Research Publications
Our peer-reviewed publications, working papers, and research findings spanning AI memory systems, neural network architectures, and computational efficiency.
Featured Research
Blades: Compositional Capability Enhancement Through Hidden State Injection
We introduce Blades, a framework for enhancing neural network capabilities through hidden state injection between specialized models. Unlike fine-tuning, model merging, or ensembling, Blades enable hot-swappable capability composition within a single forward pass, requiring no additional training. Through systematic experimentation across four model pairs, we identify the conditions for successful capability transfer: matched hidden dimensions, late-layer injection at network depth 87.5%, gated feature selection, and domain-coherent blade stacking. Under these conditions, capability composition can achieve emergent performance exceeding either source model alone. Key finding: Injecting reasoning capabilities from Phi-4-mini-reasoning into MediPhi achieves 69.6% accuracy on medical reasoning tasks, compared to 55.4% for MediPhi alone (+14.2% absolute improvement). We further establish seven validated principles for capability transfer, including the N-4 layer rule for optimal injection depth and domain coherence for multi-blade synergy (+27.8% for same-domain, -27.8% for cross-domain interference).
Learned Routers Don't Learn: Statistical Evidence for Expert Miscalibration in Mixture-of-Experts Models
We present empirical evidence that learned routers in Mixture-of-Experts (MoE) transformer models are miscalibrated with respect to expert quality. Using a per-layer expert isolation methodology with log-probability scoring and rigorous multiple comparison correction (Benjamini-Hochberg step-up FDR), we demonstrate that: (1) experts have statistically significant domain specialization (207/896 expert-layer-domain combinations survive BH-FDR at alpha = 0.05), (2) the learned router ignores this specialization (Fisher z-averaged Spearman rho = -0.017 between natural routing probability and expert quality), and (3) a single expert (E2) is moderately preferred across all domains (~20% above uniform) despite never being the best expert for any domain tested. We propose semantic routing replacement and cross-model expert grafting as zero-training alternatives, and discuss implications for MoE architecture design.
Sparse Pathways: Domain-Aware Neuron Routing for Efficient Transformer Inference
We demonstrate that transformer FFN neurons exhibit strong domain-specific activation patterns that scale with model size. Analyzing 6 models across 2.7B to 1T parameters, we discover a near-perfect correlation (r = 0.999) between model scale and neuron specialization, with larger models dedicating increasingly more neurons to domain-specific computation. Phi-2 (2.7B) shows 30.9% specialized neurons and 1.45x potential speedup; K2-Think (32B) shows 68.2% specialization and 3.14x potential speedup. We characterize layer roles (syntax processing in early layers, semantic computation in late layers) and validate that neuron outputs are preserved under 5-15% sparsity (cosine similarity 0.999+). This work reveals fundamental scaling laws for efficient inference: sparse pathways become MORE effective at frontier scale, not less.
Claude Opus 4.6 on 1stProof: Evaluating AI on Research-Level Mathematics
We evaluate Claude Opus 4.6 on the 1stProof Benchmark—10 research-level mathematics problems with encrypted answers revealed February 13, 2026. Using 6 prompting strategies across 80+ API calls, we find the model produces complete, rigorous proofs for all 10 questions. We discover that extended thinking mode with maximum effort exhausts 100% of output tokens on reasoning alone, and develop a two-phase continuation approach to capture both deep thinking (128K tokens) and final responses. Answer verification pending official release.

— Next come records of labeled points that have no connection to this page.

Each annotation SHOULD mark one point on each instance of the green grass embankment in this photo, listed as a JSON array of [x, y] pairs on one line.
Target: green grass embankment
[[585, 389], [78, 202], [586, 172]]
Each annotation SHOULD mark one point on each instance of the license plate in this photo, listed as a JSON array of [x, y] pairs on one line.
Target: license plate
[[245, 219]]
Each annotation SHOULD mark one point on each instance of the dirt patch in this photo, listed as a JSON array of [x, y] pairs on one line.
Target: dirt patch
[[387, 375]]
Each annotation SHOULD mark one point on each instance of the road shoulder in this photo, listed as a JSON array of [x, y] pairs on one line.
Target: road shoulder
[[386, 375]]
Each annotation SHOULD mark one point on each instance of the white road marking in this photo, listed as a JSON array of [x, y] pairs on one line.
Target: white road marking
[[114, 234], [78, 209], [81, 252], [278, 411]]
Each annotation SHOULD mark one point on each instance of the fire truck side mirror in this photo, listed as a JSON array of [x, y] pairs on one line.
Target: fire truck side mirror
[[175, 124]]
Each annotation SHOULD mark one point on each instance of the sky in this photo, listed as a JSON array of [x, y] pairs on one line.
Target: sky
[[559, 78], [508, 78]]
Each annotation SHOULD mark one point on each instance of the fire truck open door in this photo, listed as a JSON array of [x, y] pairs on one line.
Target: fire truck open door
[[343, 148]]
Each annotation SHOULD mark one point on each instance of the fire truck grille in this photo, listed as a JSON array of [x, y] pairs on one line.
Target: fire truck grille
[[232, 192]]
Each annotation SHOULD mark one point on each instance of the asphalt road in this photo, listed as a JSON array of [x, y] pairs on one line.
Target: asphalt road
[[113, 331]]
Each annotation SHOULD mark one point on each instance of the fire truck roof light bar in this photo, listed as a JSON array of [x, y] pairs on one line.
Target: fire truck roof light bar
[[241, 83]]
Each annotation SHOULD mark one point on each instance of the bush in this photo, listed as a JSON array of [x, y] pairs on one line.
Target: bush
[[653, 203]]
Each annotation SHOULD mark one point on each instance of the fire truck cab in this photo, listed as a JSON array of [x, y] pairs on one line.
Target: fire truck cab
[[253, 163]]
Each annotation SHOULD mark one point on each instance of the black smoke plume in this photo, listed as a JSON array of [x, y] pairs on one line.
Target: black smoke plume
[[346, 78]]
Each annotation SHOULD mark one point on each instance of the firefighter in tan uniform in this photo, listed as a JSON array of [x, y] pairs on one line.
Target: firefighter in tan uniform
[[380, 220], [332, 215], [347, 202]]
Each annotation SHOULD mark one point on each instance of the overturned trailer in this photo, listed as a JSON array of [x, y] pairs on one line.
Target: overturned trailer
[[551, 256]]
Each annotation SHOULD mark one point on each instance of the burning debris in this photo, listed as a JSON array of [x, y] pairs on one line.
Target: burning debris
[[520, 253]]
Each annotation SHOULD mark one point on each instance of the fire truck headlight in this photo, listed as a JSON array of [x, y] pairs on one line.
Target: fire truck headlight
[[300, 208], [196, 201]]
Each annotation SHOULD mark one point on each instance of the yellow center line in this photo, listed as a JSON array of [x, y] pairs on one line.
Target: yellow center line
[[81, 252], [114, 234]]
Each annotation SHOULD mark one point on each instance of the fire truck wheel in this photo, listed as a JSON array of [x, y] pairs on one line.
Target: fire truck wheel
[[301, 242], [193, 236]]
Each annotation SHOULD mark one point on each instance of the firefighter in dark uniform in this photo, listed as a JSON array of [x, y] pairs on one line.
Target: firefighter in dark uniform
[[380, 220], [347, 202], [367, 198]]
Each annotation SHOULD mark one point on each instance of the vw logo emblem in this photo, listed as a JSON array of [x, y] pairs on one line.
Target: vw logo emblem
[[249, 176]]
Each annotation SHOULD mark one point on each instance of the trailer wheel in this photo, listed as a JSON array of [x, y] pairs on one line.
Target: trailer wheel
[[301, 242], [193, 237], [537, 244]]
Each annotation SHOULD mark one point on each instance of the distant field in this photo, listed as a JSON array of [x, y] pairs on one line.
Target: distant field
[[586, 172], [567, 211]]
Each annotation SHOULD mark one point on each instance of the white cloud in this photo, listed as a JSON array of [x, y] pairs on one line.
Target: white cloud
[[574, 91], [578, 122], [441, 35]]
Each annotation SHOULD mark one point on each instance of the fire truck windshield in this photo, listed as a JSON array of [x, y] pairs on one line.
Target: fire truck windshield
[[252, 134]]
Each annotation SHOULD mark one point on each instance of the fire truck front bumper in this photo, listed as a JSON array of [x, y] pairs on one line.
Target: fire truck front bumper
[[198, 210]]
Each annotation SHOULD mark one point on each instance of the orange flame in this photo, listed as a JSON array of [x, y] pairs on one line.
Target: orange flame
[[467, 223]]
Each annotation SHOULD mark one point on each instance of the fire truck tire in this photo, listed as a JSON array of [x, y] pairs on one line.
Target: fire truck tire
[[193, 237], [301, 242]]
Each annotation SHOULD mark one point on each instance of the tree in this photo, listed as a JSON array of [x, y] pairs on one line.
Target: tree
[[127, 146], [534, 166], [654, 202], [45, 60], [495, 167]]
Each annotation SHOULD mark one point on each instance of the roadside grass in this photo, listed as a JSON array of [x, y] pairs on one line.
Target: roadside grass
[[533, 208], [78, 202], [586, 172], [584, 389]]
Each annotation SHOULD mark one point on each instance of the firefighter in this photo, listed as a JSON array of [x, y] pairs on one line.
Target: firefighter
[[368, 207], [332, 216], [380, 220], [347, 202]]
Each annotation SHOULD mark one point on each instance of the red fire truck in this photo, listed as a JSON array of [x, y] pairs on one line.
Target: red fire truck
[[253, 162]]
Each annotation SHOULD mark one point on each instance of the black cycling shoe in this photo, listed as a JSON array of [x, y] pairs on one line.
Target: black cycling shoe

ARMS: A Computational Attention Manifold for Persistent AI Memory
We introduce ARMS (Attention Reasoning Memory Store), a hexagonal architecture for storing and retrieving computed AI attention states in native high-dimensional space. Unlike traditional approaches that project, index, retrieve, and reconstruct states—losing information at each step—ARMS stores states at their actual coordinate positions enabling exact restoration. Inspired by game engine spatial partitioning and the biological hippocampus, ARMS achieves O(log n) retrieval with 100% accuracy through hierarchical container trees. Our validated ARM prototype demonstrates 5,372× compression ratios with perfect reconstruction, proving that attention manifolds are both sparse and cacheable.
Hierarchical Attention Tree: Extending LLM Context Through Structural Memory
We present the Hierarchical Attention Tree (HAT), a novel index structure that extends the effective context of language models by an order of magnitude. A model with 10K native context achieves 100% recall on 60K+ token conversations through hierarchical attention state storage and retrieval, with 3.1ms average latency. Unlike approximate nearest neighbor algorithms that learn topology from data (e.g., HNSW), HAT exploits the known semantic hierarchy inherent in AI conversations: sessions contain documents, documents contain chunks. Our experiments demonstrate 100% recall vs 70% for HNSW on hierarchically-structured data, 70× faster index construction, and that simple centroid-based routing outperforms geometric sophistication.